In non-primate mammals like cows, sheep, rats, deers, dogs, tiger, etc., such cyclical changes during reproduction are called oestrus cycle where as in primates (monkeys, apes, and humans) it is called menstrual cycle. Many mammals, especially those living in natural, wild conditions exhibit such cycles only during favourable seasons in their reproductive phase and are therefore called seasonal breeders.

Many other mammals are reproductively active throughout their reproductive phase and hence are called continuous breeders. That we all grow old (if we live long enough), is something that we recognise. But what is meant by growing old?

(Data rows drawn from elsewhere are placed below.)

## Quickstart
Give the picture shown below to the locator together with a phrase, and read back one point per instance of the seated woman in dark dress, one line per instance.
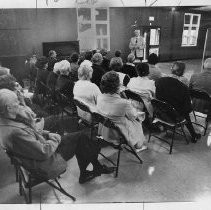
(176, 93)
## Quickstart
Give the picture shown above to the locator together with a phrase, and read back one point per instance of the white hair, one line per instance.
(63, 67)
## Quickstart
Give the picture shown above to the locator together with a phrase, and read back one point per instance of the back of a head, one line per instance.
(153, 59)
(88, 55)
(63, 67)
(4, 71)
(6, 98)
(85, 72)
(118, 53)
(74, 57)
(130, 58)
(97, 58)
(41, 62)
(8, 82)
(103, 52)
(116, 64)
(180, 68)
(142, 69)
(207, 63)
(110, 82)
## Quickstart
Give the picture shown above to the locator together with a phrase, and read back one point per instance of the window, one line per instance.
(190, 29)
(93, 28)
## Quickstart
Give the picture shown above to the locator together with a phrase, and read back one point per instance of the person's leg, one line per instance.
(190, 128)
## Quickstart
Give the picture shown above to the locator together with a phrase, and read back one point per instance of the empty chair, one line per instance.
(166, 115)
(201, 103)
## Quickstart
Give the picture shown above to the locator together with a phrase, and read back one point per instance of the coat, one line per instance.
(36, 153)
(121, 112)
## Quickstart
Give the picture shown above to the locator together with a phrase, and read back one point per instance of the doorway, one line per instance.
(152, 40)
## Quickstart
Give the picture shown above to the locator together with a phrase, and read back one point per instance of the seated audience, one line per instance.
(53, 76)
(116, 65)
(144, 86)
(120, 111)
(51, 59)
(42, 75)
(63, 84)
(154, 71)
(177, 72)
(74, 67)
(85, 90)
(43, 152)
(202, 80)
(175, 93)
(98, 70)
(129, 68)
(106, 61)
(87, 59)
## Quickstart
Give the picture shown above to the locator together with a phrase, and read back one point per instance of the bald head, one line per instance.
(8, 102)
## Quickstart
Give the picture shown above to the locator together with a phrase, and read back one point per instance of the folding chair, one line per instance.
(27, 180)
(202, 98)
(119, 146)
(167, 116)
(85, 108)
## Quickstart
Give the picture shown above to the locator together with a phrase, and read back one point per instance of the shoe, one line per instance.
(104, 170)
(144, 147)
(86, 176)
(196, 137)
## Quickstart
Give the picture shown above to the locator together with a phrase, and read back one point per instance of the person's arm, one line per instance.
(132, 45)
(131, 113)
(30, 146)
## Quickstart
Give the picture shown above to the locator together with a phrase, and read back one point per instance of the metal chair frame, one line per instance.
(202, 95)
(120, 146)
(28, 180)
(176, 121)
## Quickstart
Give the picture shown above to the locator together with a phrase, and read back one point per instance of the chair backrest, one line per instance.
(200, 94)
(165, 112)
(105, 121)
(81, 105)
(133, 95)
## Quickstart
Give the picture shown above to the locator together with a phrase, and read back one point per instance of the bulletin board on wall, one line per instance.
(62, 48)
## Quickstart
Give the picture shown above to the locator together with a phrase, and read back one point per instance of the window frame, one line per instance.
(190, 26)
(94, 22)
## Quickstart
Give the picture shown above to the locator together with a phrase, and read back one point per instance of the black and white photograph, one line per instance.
(105, 104)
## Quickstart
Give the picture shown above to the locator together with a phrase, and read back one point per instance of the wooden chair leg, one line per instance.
(186, 139)
(117, 165)
(172, 141)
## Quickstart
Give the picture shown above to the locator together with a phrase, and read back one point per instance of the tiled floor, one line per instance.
(183, 176)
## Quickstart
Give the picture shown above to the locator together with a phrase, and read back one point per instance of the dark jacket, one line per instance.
(65, 86)
(98, 72)
(130, 70)
(42, 75)
(174, 92)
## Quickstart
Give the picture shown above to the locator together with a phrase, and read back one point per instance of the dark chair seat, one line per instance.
(201, 103)
(167, 116)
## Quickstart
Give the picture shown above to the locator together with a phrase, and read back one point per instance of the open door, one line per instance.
(152, 39)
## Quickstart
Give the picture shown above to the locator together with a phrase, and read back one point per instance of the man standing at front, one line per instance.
(137, 45)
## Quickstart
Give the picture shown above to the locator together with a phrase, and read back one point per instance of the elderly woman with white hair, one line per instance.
(63, 84)
(85, 90)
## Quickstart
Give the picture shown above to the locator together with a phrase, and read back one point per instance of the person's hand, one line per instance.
(55, 137)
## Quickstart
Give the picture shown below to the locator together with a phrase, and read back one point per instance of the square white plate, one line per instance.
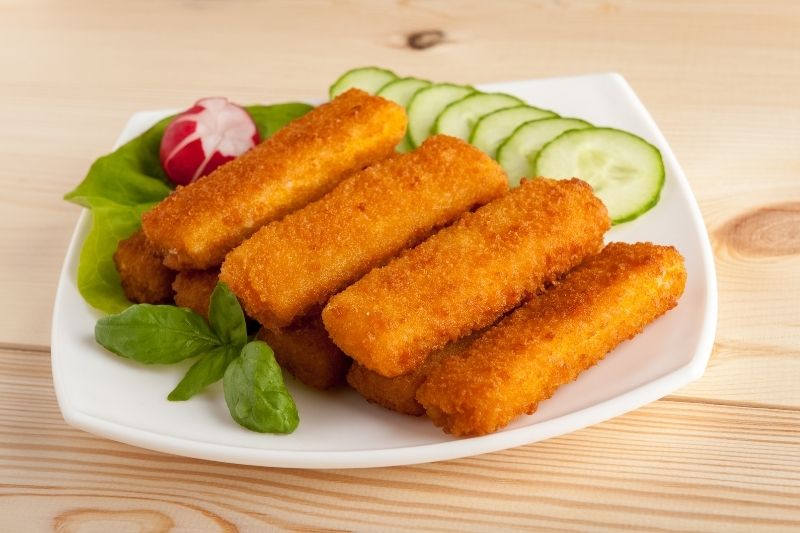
(121, 400)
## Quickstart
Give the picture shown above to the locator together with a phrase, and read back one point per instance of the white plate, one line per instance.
(115, 398)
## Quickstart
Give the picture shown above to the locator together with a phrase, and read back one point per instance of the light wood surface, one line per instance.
(721, 78)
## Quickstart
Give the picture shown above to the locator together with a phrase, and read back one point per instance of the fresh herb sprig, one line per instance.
(164, 334)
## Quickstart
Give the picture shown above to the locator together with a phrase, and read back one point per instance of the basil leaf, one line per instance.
(226, 317)
(120, 186)
(255, 393)
(207, 370)
(155, 334)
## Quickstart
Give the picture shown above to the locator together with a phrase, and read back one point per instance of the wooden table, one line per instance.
(722, 79)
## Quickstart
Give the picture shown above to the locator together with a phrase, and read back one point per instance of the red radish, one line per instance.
(200, 139)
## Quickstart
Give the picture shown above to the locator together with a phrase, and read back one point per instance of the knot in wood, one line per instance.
(768, 231)
(421, 40)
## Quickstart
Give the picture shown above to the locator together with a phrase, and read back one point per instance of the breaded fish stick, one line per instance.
(553, 338)
(291, 267)
(305, 350)
(143, 276)
(399, 393)
(193, 289)
(195, 227)
(467, 275)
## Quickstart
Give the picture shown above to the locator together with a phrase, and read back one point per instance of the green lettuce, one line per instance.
(122, 185)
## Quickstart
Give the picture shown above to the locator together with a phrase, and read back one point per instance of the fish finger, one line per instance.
(193, 289)
(143, 277)
(292, 267)
(551, 339)
(467, 275)
(194, 227)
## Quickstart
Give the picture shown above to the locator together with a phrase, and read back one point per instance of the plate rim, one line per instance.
(628, 401)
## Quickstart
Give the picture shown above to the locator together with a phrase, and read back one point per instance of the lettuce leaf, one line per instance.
(122, 185)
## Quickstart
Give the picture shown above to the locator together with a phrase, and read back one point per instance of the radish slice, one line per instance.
(200, 139)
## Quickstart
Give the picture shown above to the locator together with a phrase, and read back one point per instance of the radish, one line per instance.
(200, 139)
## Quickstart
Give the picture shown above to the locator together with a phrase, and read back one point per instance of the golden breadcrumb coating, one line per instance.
(546, 343)
(144, 278)
(291, 267)
(193, 289)
(467, 275)
(399, 393)
(194, 227)
(305, 350)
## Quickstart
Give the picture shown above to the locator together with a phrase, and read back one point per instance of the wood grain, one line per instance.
(720, 78)
(720, 467)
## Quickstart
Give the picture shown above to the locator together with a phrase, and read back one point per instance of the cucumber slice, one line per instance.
(426, 105)
(401, 91)
(369, 79)
(625, 171)
(492, 129)
(460, 117)
(517, 153)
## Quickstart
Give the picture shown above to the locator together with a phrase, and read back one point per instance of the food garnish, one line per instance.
(165, 334)
(212, 132)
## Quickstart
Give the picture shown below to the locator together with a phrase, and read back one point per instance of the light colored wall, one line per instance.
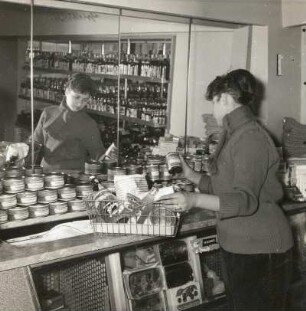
(211, 54)
(293, 12)
(8, 88)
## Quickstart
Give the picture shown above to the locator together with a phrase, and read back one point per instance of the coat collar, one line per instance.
(236, 118)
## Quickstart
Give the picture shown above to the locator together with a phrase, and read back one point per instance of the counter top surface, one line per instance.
(63, 249)
(49, 252)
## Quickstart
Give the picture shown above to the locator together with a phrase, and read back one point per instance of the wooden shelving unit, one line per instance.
(98, 75)
(102, 113)
(42, 220)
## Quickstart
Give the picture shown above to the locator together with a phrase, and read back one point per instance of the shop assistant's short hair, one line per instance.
(81, 83)
(240, 84)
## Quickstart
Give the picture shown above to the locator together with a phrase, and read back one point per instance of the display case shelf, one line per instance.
(99, 75)
(42, 220)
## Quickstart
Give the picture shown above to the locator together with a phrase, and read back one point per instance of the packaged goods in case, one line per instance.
(26, 198)
(13, 185)
(39, 210)
(67, 193)
(174, 163)
(54, 181)
(34, 182)
(8, 201)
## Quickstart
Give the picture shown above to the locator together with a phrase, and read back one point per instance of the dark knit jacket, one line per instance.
(69, 138)
(250, 221)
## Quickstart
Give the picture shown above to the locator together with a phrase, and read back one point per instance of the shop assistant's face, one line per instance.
(222, 105)
(219, 108)
(76, 101)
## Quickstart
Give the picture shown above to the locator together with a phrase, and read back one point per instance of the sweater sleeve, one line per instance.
(38, 135)
(93, 142)
(250, 156)
(205, 185)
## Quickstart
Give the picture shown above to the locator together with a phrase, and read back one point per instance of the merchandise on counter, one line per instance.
(76, 205)
(34, 182)
(83, 190)
(58, 207)
(54, 181)
(93, 167)
(112, 172)
(143, 283)
(3, 216)
(26, 198)
(33, 169)
(13, 185)
(46, 196)
(18, 213)
(8, 201)
(67, 193)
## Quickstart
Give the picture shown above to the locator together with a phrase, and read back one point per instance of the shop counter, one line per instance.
(24, 270)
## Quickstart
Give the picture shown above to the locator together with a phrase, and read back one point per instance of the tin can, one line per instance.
(54, 181)
(132, 169)
(197, 160)
(112, 172)
(38, 210)
(13, 185)
(84, 178)
(13, 172)
(35, 169)
(66, 193)
(18, 213)
(189, 161)
(174, 163)
(205, 163)
(108, 164)
(26, 198)
(164, 173)
(8, 201)
(83, 190)
(76, 205)
(2, 173)
(34, 182)
(93, 167)
(46, 196)
(3, 216)
(58, 208)
(153, 172)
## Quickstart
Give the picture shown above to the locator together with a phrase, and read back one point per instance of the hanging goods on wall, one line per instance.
(294, 138)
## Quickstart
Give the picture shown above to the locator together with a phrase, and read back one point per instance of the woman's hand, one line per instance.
(178, 201)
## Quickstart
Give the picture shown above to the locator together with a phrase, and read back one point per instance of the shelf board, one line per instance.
(99, 75)
(125, 118)
(42, 220)
(103, 113)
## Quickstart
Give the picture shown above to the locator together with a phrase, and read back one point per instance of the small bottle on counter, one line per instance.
(174, 163)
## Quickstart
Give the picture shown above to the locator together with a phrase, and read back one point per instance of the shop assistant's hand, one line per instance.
(178, 201)
(189, 173)
(17, 151)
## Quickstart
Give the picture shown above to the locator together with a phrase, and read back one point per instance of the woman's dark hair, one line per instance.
(240, 84)
(81, 83)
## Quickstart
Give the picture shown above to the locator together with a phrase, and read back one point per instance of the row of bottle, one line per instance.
(49, 88)
(152, 111)
(153, 65)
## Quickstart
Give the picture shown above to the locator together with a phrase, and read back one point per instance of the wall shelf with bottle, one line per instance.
(144, 71)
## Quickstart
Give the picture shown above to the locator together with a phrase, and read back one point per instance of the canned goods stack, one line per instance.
(29, 193)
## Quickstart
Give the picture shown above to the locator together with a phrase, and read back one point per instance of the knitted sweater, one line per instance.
(69, 138)
(250, 221)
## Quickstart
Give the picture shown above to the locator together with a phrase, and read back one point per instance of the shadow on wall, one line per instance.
(260, 97)
(7, 114)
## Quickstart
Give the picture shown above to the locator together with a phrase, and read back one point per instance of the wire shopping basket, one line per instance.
(121, 218)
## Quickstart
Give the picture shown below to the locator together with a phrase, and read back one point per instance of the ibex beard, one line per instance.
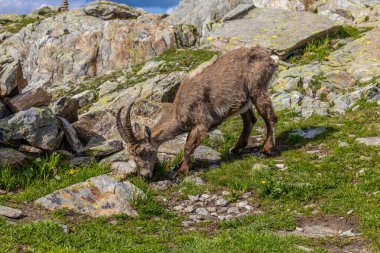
(230, 85)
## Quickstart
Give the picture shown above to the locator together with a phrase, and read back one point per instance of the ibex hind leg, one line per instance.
(264, 107)
(249, 121)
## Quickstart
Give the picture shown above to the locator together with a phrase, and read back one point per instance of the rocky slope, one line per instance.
(63, 77)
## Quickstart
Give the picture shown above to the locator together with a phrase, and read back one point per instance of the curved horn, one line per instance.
(126, 131)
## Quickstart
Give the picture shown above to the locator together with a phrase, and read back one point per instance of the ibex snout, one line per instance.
(139, 144)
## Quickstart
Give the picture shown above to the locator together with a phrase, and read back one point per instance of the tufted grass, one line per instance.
(43, 176)
(346, 178)
(319, 49)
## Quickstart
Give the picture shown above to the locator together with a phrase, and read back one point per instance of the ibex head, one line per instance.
(139, 143)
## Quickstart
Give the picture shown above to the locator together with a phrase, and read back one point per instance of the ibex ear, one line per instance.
(148, 133)
(137, 127)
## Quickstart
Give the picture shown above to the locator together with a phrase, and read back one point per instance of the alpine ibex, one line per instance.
(230, 85)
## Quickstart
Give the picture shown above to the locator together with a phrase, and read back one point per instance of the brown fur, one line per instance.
(230, 85)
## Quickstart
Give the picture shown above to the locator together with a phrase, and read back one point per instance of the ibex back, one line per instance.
(231, 85)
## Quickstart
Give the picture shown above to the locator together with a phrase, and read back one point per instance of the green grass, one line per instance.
(319, 49)
(343, 180)
(43, 176)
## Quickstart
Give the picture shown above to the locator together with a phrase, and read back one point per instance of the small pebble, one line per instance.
(225, 193)
(246, 195)
(242, 204)
(221, 202)
(281, 166)
(186, 223)
(189, 209)
(65, 229)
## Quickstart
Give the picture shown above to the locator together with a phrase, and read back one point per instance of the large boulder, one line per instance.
(97, 127)
(73, 45)
(67, 108)
(360, 58)
(159, 89)
(98, 196)
(200, 13)
(33, 98)
(109, 10)
(37, 126)
(349, 10)
(278, 30)
(4, 112)
(11, 78)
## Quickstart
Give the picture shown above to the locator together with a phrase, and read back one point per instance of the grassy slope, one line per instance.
(333, 182)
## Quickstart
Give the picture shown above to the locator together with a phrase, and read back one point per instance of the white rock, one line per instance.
(221, 202)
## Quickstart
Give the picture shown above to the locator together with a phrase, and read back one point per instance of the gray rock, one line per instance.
(207, 154)
(30, 150)
(122, 164)
(103, 149)
(67, 108)
(369, 141)
(70, 135)
(161, 185)
(98, 52)
(107, 88)
(12, 157)
(11, 78)
(351, 10)
(99, 196)
(201, 211)
(97, 127)
(150, 66)
(201, 13)
(37, 126)
(171, 148)
(221, 202)
(4, 112)
(110, 10)
(82, 161)
(289, 30)
(10, 212)
(238, 11)
(260, 167)
(233, 210)
(309, 133)
(44, 11)
(85, 98)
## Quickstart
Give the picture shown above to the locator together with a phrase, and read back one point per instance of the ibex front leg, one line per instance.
(195, 138)
(263, 105)
(249, 121)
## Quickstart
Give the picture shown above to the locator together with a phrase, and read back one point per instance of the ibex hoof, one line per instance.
(261, 155)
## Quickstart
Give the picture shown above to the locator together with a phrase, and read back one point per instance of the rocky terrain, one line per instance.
(64, 75)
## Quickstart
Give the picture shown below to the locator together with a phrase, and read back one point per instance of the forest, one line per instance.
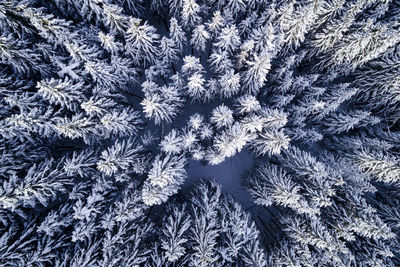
(260, 133)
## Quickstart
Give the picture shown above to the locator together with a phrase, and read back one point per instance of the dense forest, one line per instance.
(199, 133)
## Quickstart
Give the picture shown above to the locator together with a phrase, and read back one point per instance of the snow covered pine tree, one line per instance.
(110, 110)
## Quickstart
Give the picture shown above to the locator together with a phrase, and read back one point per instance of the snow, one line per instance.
(228, 173)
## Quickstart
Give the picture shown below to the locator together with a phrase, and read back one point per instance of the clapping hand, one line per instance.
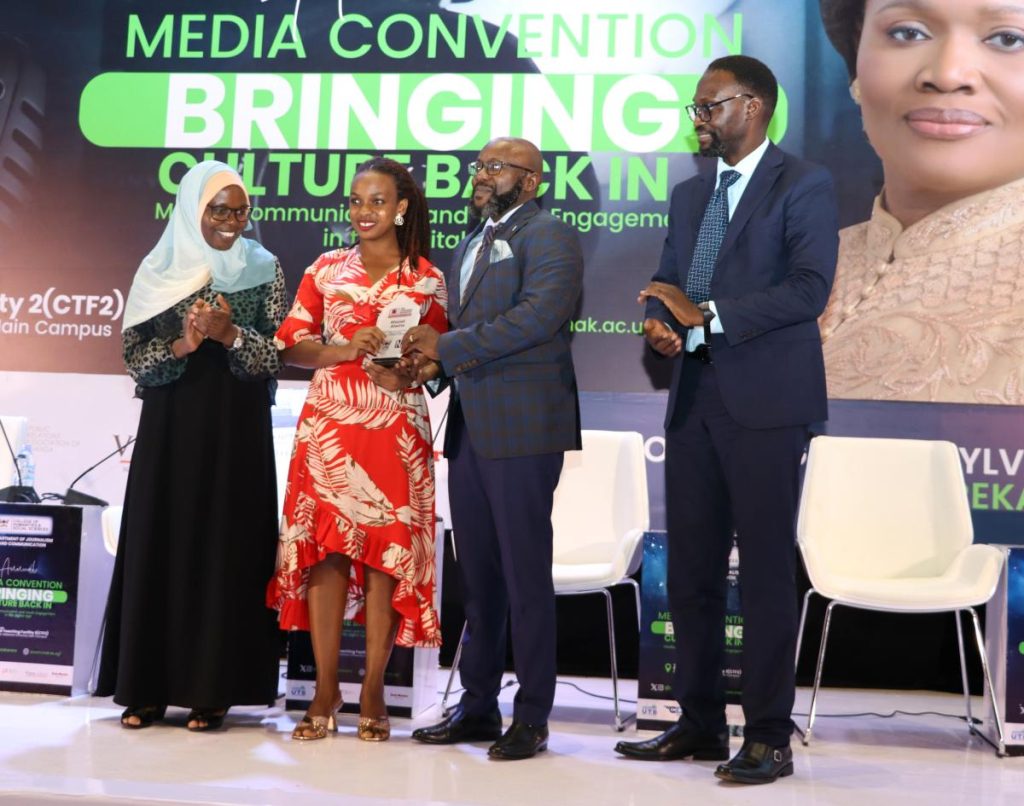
(215, 321)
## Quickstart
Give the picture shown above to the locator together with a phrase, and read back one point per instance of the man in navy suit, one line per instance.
(514, 284)
(747, 268)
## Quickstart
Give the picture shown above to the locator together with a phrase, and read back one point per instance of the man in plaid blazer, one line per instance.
(514, 284)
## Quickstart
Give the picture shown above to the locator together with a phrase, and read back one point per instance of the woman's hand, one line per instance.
(215, 321)
(190, 337)
(365, 341)
(393, 378)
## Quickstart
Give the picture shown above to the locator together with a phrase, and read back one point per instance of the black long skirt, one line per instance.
(186, 622)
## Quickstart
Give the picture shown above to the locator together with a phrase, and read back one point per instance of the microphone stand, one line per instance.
(75, 499)
(17, 494)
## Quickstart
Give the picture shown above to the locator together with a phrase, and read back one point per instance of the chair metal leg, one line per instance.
(817, 673)
(1000, 750)
(803, 622)
(455, 668)
(620, 723)
(967, 690)
(636, 592)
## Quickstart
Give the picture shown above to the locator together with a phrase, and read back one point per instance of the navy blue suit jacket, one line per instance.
(771, 282)
(509, 344)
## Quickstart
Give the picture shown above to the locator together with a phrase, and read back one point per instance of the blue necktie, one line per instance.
(482, 259)
(713, 227)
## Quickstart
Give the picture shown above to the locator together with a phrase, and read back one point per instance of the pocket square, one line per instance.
(500, 250)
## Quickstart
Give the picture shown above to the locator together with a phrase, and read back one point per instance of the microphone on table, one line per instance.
(76, 499)
(19, 494)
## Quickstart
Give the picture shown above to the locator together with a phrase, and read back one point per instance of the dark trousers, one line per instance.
(501, 520)
(722, 477)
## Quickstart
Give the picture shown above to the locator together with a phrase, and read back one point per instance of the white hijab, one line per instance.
(182, 262)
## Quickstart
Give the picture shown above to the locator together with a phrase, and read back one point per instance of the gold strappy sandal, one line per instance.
(312, 728)
(374, 729)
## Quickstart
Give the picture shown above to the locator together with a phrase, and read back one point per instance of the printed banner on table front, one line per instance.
(39, 554)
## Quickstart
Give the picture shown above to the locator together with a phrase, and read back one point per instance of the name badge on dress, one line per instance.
(395, 319)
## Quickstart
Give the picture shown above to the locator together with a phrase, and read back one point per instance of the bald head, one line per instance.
(524, 153)
(515, 183)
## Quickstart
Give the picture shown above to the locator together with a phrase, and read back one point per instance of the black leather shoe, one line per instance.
(757, 763)
(679, 741)
(459, 726)
(520, 741)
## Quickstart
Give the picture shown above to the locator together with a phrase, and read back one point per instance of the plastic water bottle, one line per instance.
(27, 466)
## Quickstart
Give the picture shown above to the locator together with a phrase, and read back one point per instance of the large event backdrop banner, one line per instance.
(105, 103)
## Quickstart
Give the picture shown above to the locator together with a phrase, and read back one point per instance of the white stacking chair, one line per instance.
(599, 517)
(111, 522)
(884, 524)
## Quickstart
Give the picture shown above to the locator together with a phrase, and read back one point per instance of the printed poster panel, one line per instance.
(39, 553)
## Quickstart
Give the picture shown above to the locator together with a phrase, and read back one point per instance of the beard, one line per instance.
(714, 149)
(498, 204)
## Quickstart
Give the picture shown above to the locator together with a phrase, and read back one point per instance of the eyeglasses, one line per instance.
(222, 213)
(495, 167)
(702, 111)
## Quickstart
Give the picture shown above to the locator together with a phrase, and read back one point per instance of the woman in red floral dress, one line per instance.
(357, 534)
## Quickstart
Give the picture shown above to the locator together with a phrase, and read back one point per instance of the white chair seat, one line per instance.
(111, 521)
(587, 567)
(885, 525)
(969, 581)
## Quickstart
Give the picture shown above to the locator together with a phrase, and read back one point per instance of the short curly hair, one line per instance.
(844, 22)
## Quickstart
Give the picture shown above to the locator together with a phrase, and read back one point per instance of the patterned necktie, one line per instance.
(713, 227)
(482, 258)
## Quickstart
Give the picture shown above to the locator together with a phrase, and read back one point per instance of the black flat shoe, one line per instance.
(757, 763)
(460, 726)
(520, 741)
(145, 716)
(206, 719)
(679, 741)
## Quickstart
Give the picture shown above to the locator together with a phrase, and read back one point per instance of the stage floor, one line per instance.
(73, 751)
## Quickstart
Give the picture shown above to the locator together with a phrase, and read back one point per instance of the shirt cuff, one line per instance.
(716, 324)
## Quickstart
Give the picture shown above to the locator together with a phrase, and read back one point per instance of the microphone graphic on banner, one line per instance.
(76, 499)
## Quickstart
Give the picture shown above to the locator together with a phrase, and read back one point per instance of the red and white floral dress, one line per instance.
(360, 481)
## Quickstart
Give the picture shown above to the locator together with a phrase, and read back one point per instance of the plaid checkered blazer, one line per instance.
(508, 347)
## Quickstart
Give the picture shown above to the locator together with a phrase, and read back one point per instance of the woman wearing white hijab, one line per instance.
(186, 625)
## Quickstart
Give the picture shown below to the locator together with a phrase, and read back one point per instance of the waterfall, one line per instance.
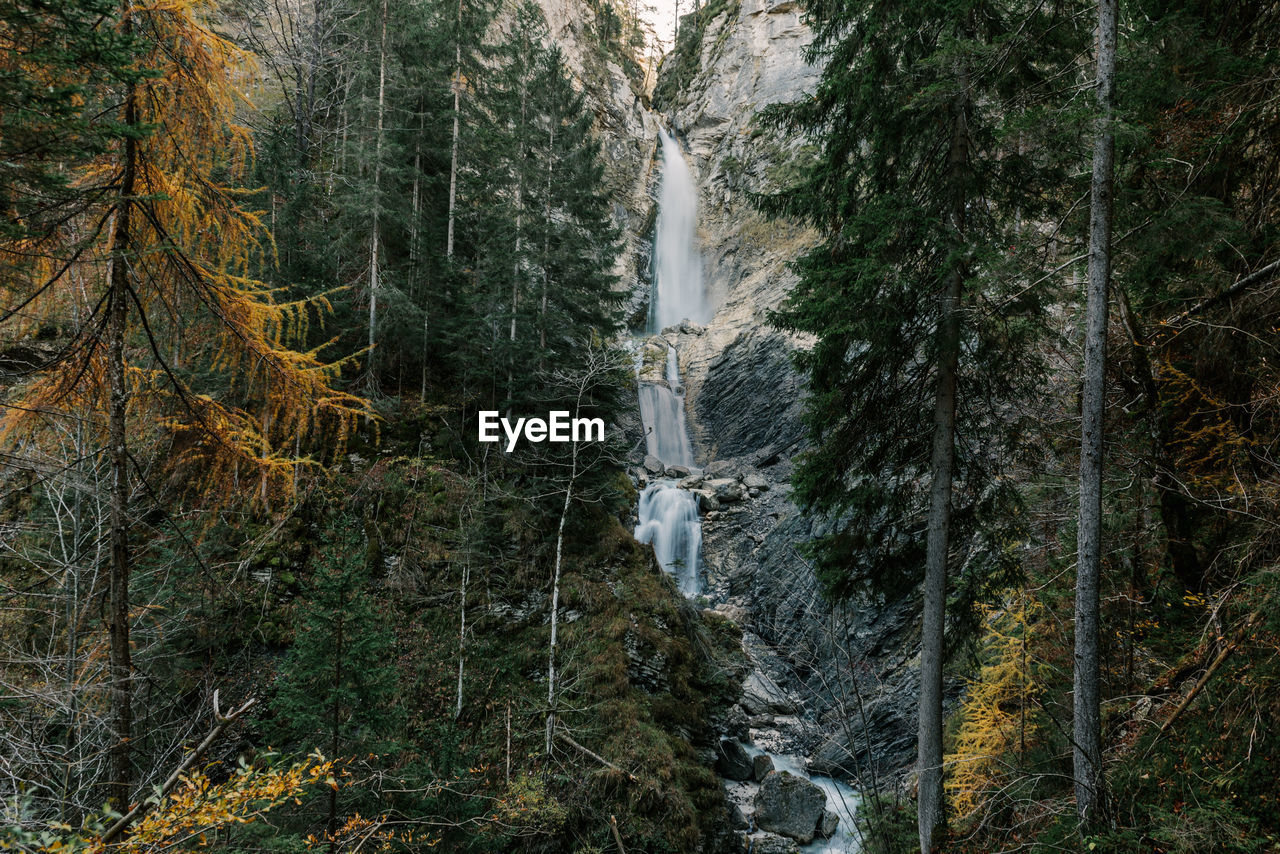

The end of reproductive hase can be considered as one of the parameters of senescence or old age. There are concomitant changes in the body (like slowing of metabolism, etc.) during this last phase of life span. Old age ultimately leads to death. In both plants and animals, hormones are responsible for the transitions between the three phases. Interaction between hormones and certain environmental factors regulate the reproductive processes and the associated behavioural expressions of organisms.

Events in sexual reproduction : After attainment of maturity, all sexually reproducing organisms exhibit events and processes that have remarkable fundamental similarity, even though the structures associated with sexual reproduction are indeed very different.

The events of sexual reproduction though elaborate and complex, follow a regular sequence. Sexual reproduction is characterised by the fusion (or fertilisation) of the male and female gametes, the formation of zygote and embryogenesis. For convenience these sequential events may be grouped into three distinct stages namely, the pre-fertilisation, fertilisation and the post-fertilisation events.